Os policiais militares envolvidos no caso do atropelamento e morte do músico Rafael Mascarenhas, filho da atriz Cissa Guimarães, prestarão depoimento à juiza da Auditoria Militar, Ana Paula Barros, nesta quinta-feira. O sargento Marcelo Leal e o cabo Marcelo Bigon, do 23º BPM (Leblon) chegaram ao prédio da Auditoria Militar por volta de 10h e ainda aguardam convocação.
Não há previsão para o início dos depoimentos. Além da juíza Ana Paula Barros, um major e três capitães da Polícia Militar - membros do Conselho Permanente de Justiça, estarão presentes.
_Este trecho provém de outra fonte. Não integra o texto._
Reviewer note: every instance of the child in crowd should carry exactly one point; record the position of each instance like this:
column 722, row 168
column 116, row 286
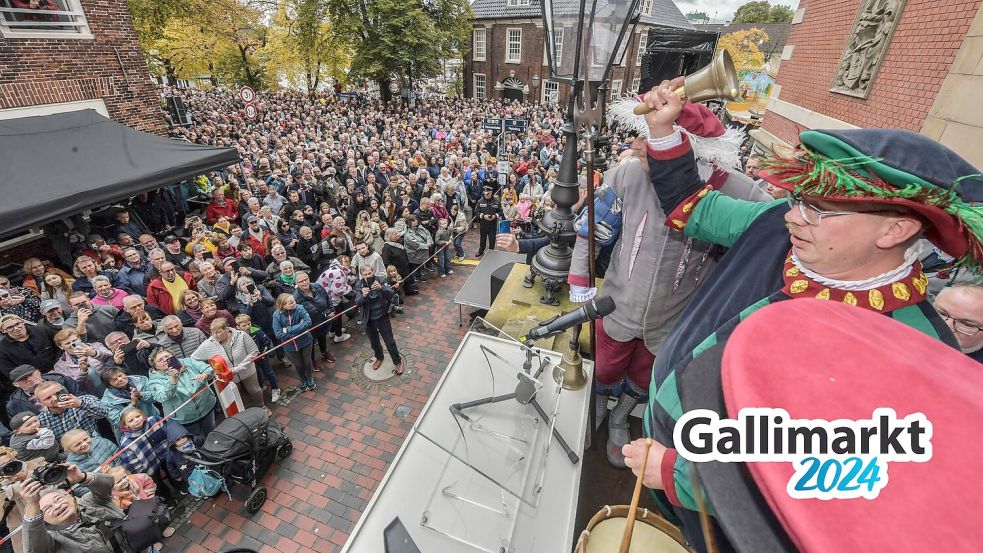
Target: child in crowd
column 31, row 440
column 394, row 281
column 130, row 487
column 85, row 451
column 263, row 342
column 442, row 241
Na segunda-feira, o Ministério Público do Rio, junto à Auditoria de Justiça Militar, denunciou os PMs por corrupção passiva, falsidade ideológica e descumprimento de função. Segundo a Promotora de Justiça Isabella Pena Lucas, caso sejam condenados pelos três crimes os policiais podem pegar de 3 a 8 anos de prisão.
De acordo com a denúncia, na madrugada de 20 de julho, os PMs aceitaram, de Roberto Martins Bussamra, promessa de recebimento de R$ 10 mil para não atuar na preservação do local do atropelamento, prestar auxílio à vítima Rafael Mascarenhas e conduzir o atropelador Rafael Bussamra à delegacia.
Horas depois, os denunciados deixaram de cumprir missão, saindo do posto de patrulhamento para escoltar o carro do atropelador. Pela manhã, ainda de acordo com a denúncia, os policiais receberam de Roberto Bussamra R$ 1 mil como parte de pagamento do que havia sido combinado para que não fossem tomadas as providências cabíveis.
Por fim, os PMs apresentaram o Termo de Registro de Ocorrência com informação falsa, descrevendo a liberação do veículo de Rafael Bussamra sem a constatação de irregularidades. Após o atropelamento, Rafael Mascarenhas ainda foi levado para o Hospital Miguel Couto, mas não resistiu e faleceu.